Rep. Chris Collins, R-NY., nominates Donald Trump as the Republican candidate for President during the second day of the Republican National Convention in Cleveland, Tuesday, July 19, 2016. (J. Scott Applewhite / AP)
Insider trading was a family affair for upstate New York congressman Chris Collins, federal prosecutors charged Wednesday.

The Republican lawmaker, one of President Trump’s earliest supporters, was charged along with his son Cameron Collins and the father of Cameron’s fiancée, Stephen Zarsky, in a scheme that allowed them to avoid $768,000 in stock losses, prosecutors say.

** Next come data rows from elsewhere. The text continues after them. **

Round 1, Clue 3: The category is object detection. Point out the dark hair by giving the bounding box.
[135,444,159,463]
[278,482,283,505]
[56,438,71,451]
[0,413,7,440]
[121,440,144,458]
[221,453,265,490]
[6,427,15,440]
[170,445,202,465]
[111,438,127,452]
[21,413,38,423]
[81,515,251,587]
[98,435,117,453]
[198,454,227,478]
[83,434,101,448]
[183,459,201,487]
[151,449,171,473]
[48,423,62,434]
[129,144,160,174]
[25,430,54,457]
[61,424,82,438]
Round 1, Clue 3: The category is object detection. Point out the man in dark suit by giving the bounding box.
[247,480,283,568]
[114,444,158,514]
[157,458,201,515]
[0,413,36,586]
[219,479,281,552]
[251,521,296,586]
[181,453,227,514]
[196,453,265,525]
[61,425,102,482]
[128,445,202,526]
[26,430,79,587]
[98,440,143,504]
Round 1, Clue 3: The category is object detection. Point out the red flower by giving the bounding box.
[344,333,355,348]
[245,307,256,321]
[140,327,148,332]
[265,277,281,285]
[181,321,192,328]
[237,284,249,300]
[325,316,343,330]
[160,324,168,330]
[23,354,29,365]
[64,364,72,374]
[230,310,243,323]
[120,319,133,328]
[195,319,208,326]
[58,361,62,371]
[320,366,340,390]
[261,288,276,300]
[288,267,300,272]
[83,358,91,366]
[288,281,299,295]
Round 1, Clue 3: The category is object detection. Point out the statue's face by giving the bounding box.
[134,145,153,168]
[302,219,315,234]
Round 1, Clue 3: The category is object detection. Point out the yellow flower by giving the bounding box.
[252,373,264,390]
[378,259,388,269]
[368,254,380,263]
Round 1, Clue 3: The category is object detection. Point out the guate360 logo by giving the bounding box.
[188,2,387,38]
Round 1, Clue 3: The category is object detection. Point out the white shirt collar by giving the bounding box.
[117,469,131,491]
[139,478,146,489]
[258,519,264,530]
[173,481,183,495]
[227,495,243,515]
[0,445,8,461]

The trio are accused of securities fraud related to Innate Immunotherapeutics, an Australian biotechnology company. The elder Collins sits on the firm’s board of directors and is one of its largest shareholders.

Manhattan federal prosecutors say the upstate New York congressman passed to his son confidential information that a new multiple sclerosis drug had failed a medical trial.


Armed with the insider tips, Cameron Collins was able to “make timely trades in Innate stock and tip others,” the indictment says.

Cameron Collins handed off the information to his fiancee’s father, who also made stock trades and passed on the tip to others, prosecutors say.

The public announcement of the failed drug trials caused the Innate stock price to plummet 92%.

“All of the trades preceded the public release of the negative drug trial results, and were timed to avoid losses that they would have suffered once the news became public,” the indictment says.

The defendants are expected to appear in Manhattan Federal Court Wednesday afternoon to face charges of conspiracy, wire fraud and other counts.

Collins’ attorneys released a statement defending the Republican lawmaker.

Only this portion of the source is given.